Les marques qui ne soignent pas assez la personnalisation de leurs e-mails encourent le risque accru d’être considérés comme des spammeurs. C’est l’enseignement principal d’une récente étude menée par Epsilon International sur les internautes et l’e-mail*. "L’étude met en évidence une véritable différence d’appréciation de la notion de spam entre les annonceurs et les internautes", explique Didier Gaultier, directeur général France d’Epsilon International. De manière générale, et tous pays confondus, ces derniers considèrent comme spams les e-mails trop racoleurs qui les poussent à ouvrir à tout prix, les e-mails envoyés par un expéditeur inconnu ou avec lequel une relation de confiance n’a pas encore été établie ou les e-mails dont la fréquence d’envoi est trop élevée. Aux Etats-Unis, les e-mails dont le sujet est considéré comme trompeur est immédiatement assimilé à du spam pour 83% des consommateurs (71% en Europe) et un envoi de masse constitue un motif de désinscription pour 67% des sondés. La frontière est donc ténue entre ce que les internautes considèrent comme étant des e-mails légitimes et le spam.
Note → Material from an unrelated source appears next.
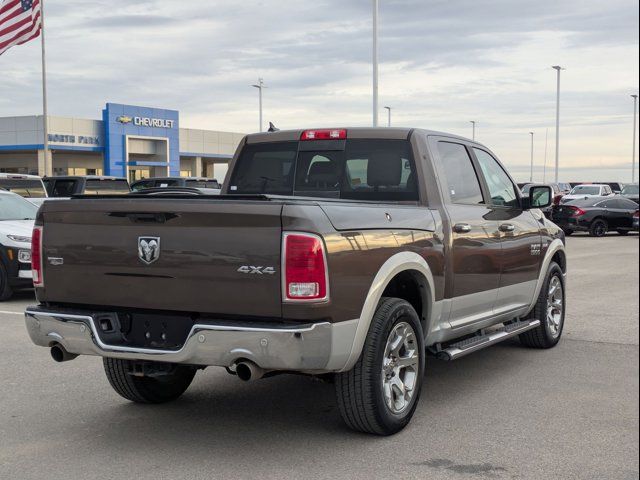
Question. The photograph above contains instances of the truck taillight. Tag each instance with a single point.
(305, 268)
(325, 134)
(36, 257)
La manière de sanctionner un annonceur trop intrusif diffère selon les pays. Les Américains sont 77% à se désinscrire directement alors que les Européens ont plus tendance à signaler l’e-mail indésirable en tant que "spam" (74%). Les raisons du désabonnement sont essentiellement dues à un contenu inapproprié (67% pour les Américains et 62% pour les Européens), à une fréquence d’envoi trop élevée (64% et 60%) ou liées au sentiment que l’adresse a été revendue à un tiers (50% et 39%). La fréquence de désabonnement est en revanche plus élevée chez les Américains qui sont près de 55% à déclarer se désinscrire occasionnellement et 14%, fréquemment.
Enfin, l’étude d’Epsilon International offre quelques pistes aux annonceurs pour essayer de mieux cerner les attentes des consommateurs en matière de communication par e-mail. Cette dernière montre ainsi clairement que le nom de l’expéditeur est devenu, tous pays confondus, le premier facteur (65%) les conduisant à ouvrir un e-mail. "Il s’agit d’un phénomène totalement nouveau, constate Didier Gaultier. Il y a encore trois ans, c’était avant tout l’objet du mail qui faisait ouvrir ou non l’e-mail. D’où l’intérêt pour les annonceurs de soigner leur «e-réputation»." Le contenu de l’e-mail est également un élément important pour susciter l’intérêt. D’ailleurs, l’internaute plébiscite les offres sur des types de produits qu’il achète régulièrement, les offres réservées aux adhérents et les loteries. L’étude révèle en revanche qu’une grande majorité d’internautes, européens notamment, n’aiment pas recevoir des offres émanant de partenaires qu’ils ne connaissent pas (76%). "L’étude met clairement en évidence que l’internaute européen a aujourd’hui les mêmes attentes vis-à-vis de l’e-mail commercial que le consommateur américain. Concrètement, cela signifie que les best practices des Etats-Unis peuvent désormais être appliquées aux stratégies e-marketing chez nous, ce qui n’a pas toujours été le cas", conclut Didier Gaultier. Et du coup pousser les annonceurs à une meilleure qualité d’envoi.
*Enquête menée en avril 2009 auprès de 4.000 internautes à travers le monde (Etats-Unis, Asie, Europe) dont environ 10% de Français.